About

Bryan Rogers

Founder, Bryan Rogers

Nutritional Sciences  ·  University of Florida

Litigation Reviews Performed:

4

Concepts Reviewed :

4

Clinical Foundation

Background

I am a Nutritional Sciences graduate from the University of Florida, so my academic foundation spans metabolic biochemistry, organic chemistry, and human physiology; disciplines that converge directly with the pharmacodynamic and pharmacokinetic demands of the perioperative environment. 
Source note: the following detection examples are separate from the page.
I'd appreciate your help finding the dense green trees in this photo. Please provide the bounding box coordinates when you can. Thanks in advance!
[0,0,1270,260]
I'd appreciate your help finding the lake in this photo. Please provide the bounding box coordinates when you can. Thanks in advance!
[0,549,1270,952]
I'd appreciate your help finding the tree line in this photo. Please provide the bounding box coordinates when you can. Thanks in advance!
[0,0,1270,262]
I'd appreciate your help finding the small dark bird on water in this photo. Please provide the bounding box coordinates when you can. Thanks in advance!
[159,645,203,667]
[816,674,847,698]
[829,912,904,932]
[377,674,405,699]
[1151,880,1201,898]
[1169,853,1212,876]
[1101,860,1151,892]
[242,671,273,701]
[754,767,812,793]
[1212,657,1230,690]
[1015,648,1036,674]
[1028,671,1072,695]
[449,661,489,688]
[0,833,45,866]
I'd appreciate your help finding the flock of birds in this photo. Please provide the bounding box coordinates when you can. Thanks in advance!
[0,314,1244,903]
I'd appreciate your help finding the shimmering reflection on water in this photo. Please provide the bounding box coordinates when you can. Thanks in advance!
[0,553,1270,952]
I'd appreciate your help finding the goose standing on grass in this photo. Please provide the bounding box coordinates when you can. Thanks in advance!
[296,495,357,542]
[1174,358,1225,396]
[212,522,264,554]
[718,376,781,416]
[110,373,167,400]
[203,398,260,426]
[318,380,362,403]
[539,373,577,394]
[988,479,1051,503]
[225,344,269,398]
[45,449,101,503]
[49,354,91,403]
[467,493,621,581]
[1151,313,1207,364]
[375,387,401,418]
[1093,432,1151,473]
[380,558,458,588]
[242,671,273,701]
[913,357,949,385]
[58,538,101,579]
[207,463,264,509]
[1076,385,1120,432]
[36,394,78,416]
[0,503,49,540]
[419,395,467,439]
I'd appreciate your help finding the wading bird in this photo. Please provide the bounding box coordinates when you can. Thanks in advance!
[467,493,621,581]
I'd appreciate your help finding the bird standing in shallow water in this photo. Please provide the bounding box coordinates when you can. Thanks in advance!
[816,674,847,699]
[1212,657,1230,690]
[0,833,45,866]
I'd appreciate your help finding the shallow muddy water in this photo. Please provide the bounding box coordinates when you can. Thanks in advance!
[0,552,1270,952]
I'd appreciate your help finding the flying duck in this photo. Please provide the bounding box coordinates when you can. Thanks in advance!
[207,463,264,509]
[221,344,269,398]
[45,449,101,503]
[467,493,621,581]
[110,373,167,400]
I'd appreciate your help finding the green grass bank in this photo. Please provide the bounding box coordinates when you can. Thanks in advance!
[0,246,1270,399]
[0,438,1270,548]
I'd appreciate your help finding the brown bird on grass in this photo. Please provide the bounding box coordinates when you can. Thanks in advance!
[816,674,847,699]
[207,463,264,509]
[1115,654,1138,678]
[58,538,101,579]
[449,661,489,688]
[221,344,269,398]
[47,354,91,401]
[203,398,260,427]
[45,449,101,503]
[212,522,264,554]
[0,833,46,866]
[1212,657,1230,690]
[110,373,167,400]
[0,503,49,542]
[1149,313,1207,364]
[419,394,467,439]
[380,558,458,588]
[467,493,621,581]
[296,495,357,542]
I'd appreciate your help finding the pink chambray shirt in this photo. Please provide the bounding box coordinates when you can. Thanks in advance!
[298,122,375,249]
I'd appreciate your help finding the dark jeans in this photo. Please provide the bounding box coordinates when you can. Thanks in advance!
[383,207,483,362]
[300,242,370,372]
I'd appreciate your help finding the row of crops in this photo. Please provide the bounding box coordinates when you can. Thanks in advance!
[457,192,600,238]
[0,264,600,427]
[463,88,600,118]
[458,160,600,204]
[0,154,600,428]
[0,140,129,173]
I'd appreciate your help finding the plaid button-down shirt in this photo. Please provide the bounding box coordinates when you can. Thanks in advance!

Additionally, I have spent the last several years as a critical care pharmacy technician at UF Health Shand’s, accumulating roughly 6,000 hours preparing and provide medications to acutely ill patients, spanning the entire ICU pharmacopoeia. The role has given me a working familiarity with the drugs that define perioperative and critical care medicine well before I touch them as a clinician.

Alongside the pharmacy work, I served as an undergraduate teaching assistant for Human Physiology (APK2105C) at UF, where I lead exam review sessions covering the cardiovascular, respiratory, renal, and neuromuscular systems that anesthesia practice is built on. Additionally I have logged 184 shadowing hours across multiple specialties, with ongoing effort focused on accumulating anesthesia-specific exposure.

Certifications: CPhT · ExCPT · Florida RPT · BLS · EMR


Content Areas

What This Site Covers

Drug Spotlight

Single-agent deep dives focused on the drugs that define modern anesthesia practice. Each post traces the molecule from receptor-level mechanism to clinical dosing, side-effect profile, and the failure modes that surface in litigation.

Bite-Sized Concepts

Short, focused breakdowns of the principles a CAA needs reflexively: monitoring indices, PK/PD fundamentals, physiologic endpoints, and the equations that quietly govern the OR. Designed to be read in five minutes and remembered for years.

Case Law

Structured analyses of anesthesia malpractice litigation, with the clinical pharmacology mapped onto the legal record. Each case is read as a clinical document first and a legal one second.

All content on this site is created through sourcing high quality references including a publicly hosted version of Morgan and Mikhail’s Clinical Anesthesiology. Hosted by Kuwait University.


Audience

Who This Is For

This site is written primarily for pre-CAA and pre-anesthesia students. This is a place I find myself in, looking for material that sat somewhere between the depth of a textbook and the brevity of a flashcard. It is also written, for any reader curious about how anesthesia actually works at the molecular level and how it fails at the human level.

Nothing here constitutes medical or legal advice. Case law analyses are educational reconstructions from public court documents and are not affiliated with any party to the litigation.


Editorial Mission

Why Pharmacology?

Anesthesia is, at its core, applied pharmacology under physiologic stress. Every clinical decision in the OR is a dose-response calculation made against a moving target, a patient whose hemodynamics, ventilation, and consciousness are being deliberately and reversibly altered. Understanding the drugs is not the whole of the practice, but it is the substrate everything else is built on. The Drug Spotlight and Bite-Sized Concepts categories are an attempt to learn that substrate in public, one molecule and one mechanism at a time.

Why Litigation?

Malpractice records are among the most unfiltered clinical data available. Unlike textbooks, which present idealized protocols, litigation transcripts document the actual conditions under which practitioners deviated from the standard of care, and the physiological consequences that followed. Analyzing these cases alongside their pharmacological substrates is, I believe, one of the most honest ways to build the clinical intuition necessary for safe anesthesia practice.